Lenders are fully committed to John Keells Holdings Plc.’s Waterfront Properties mixed development project in Colombo though the absence of a casino may take some sheen off it and dent revenue, Chairman Susantha Ratnayake said in an interview.

The Colombo-based group, which is into banking to real estate and port terminals, is expanding its leisure business to tap rising demand as the $67 billion economy rebounds after the war ended in 2009. The project, which envisages malls, commercial and residential space and convention halls, will drive the next phase of growth for John Keells, according to a research note by LOLC Securities Ltd.

Though “rental premiums will be affected to some extent” because of the casino ban, “this is still a unique proposition which will drive footfall and higher spending,” Ratnayake said from his office in the nation’s capital city.

President Maithripala Sirisena, who succeeded Mahinda Rajapaksa in January, reversed the previous administration’s decision to allow casinos in such projects.

That prompted Crown Resorts Ltd., the Australian company controlled by billionaire James Packer, to pull out of a $400 million five-star resort project in the center of Colombo earlier this year.

Drop in Shares

John Keells’ shares are down 23 percent this year, making the stock the second-worst performer on the Bloomberg Asia Pacific Commercial Services Index. The median estimate of analysts surveyed by Bloomberg indicates profit will fall 6 percent this fiscal year.

Rating the stock a buy, LOLC Securities said in its May 30 report that John Keells can “conveniently leverage up to take up the investment opportunities without significant burden on the balance sheet,” and estimated the project will account for 26 percent of the group’s valuation.

Lenders to the project aren’t likely to change the cost of finance even as marginal adjustments will be made to the loan size and the debt-equity ratio, considering gaming is off the table, Ratnayake said.

John Keells reported a 22 percent rise in net income to 14.35 billion rupees ($107 million) in the year to March 2015 as revenue rose 6 percent 91.58 billion rupees.

Ratnayake said John Keells’ consumer foods and retail and financial services divisions are the “drivers of growth”, while tourism will be a “major part of our business.”

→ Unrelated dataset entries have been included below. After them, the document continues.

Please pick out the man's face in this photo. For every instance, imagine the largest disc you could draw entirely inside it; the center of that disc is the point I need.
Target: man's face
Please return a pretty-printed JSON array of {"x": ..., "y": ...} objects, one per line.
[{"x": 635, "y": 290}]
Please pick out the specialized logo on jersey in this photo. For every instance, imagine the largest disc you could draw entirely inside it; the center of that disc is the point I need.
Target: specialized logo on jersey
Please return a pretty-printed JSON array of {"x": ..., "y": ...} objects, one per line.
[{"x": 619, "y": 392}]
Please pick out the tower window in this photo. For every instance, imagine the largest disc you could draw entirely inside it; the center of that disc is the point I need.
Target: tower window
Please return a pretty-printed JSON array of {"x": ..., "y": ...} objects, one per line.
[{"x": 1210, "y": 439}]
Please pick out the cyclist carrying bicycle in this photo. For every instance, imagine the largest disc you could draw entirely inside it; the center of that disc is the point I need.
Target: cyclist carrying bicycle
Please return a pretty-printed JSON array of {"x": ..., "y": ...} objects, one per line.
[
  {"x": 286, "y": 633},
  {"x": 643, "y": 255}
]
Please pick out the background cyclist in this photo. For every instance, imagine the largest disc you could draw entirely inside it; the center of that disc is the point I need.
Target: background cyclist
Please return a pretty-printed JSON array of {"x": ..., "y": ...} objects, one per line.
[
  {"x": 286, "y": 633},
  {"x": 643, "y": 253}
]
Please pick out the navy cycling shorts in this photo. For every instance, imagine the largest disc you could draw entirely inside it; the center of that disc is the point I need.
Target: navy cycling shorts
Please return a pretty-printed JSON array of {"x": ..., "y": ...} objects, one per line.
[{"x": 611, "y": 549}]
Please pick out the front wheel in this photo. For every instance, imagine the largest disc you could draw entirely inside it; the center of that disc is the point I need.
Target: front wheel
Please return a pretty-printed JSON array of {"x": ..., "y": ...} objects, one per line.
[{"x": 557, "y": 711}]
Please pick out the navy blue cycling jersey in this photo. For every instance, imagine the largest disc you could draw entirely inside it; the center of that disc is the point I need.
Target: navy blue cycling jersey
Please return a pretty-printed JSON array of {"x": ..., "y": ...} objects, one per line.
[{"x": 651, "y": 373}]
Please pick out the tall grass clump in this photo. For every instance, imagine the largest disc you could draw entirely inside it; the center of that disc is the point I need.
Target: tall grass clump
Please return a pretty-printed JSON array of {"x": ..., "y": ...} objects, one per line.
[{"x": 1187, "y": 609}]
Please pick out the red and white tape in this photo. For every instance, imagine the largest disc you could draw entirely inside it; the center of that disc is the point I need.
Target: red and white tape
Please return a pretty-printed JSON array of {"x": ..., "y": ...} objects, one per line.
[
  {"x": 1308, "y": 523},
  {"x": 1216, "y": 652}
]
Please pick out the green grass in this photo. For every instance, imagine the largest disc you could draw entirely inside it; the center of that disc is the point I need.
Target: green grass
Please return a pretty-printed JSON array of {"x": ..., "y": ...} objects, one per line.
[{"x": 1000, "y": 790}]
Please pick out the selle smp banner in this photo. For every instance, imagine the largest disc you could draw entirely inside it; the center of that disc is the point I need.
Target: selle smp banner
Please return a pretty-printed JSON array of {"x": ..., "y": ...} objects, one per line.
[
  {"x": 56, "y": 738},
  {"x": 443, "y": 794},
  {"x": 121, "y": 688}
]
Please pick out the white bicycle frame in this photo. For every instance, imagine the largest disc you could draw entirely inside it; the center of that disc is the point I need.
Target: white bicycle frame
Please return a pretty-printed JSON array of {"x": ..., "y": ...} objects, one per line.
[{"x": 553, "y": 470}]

After winning a war against separatist Tamil rebels in 2009, Sri Lanka’s governments under Rajapaksa and Sirisena have sought to spur an economic revival. Tourist arrivals have surged threefold and tourism receipts reached a record in 2014, while the economy expanded an average 7.4 percent starting 2010, rebounding from 3.5 percent in 2009, the slowest pace since 1989, Bloomberg reports.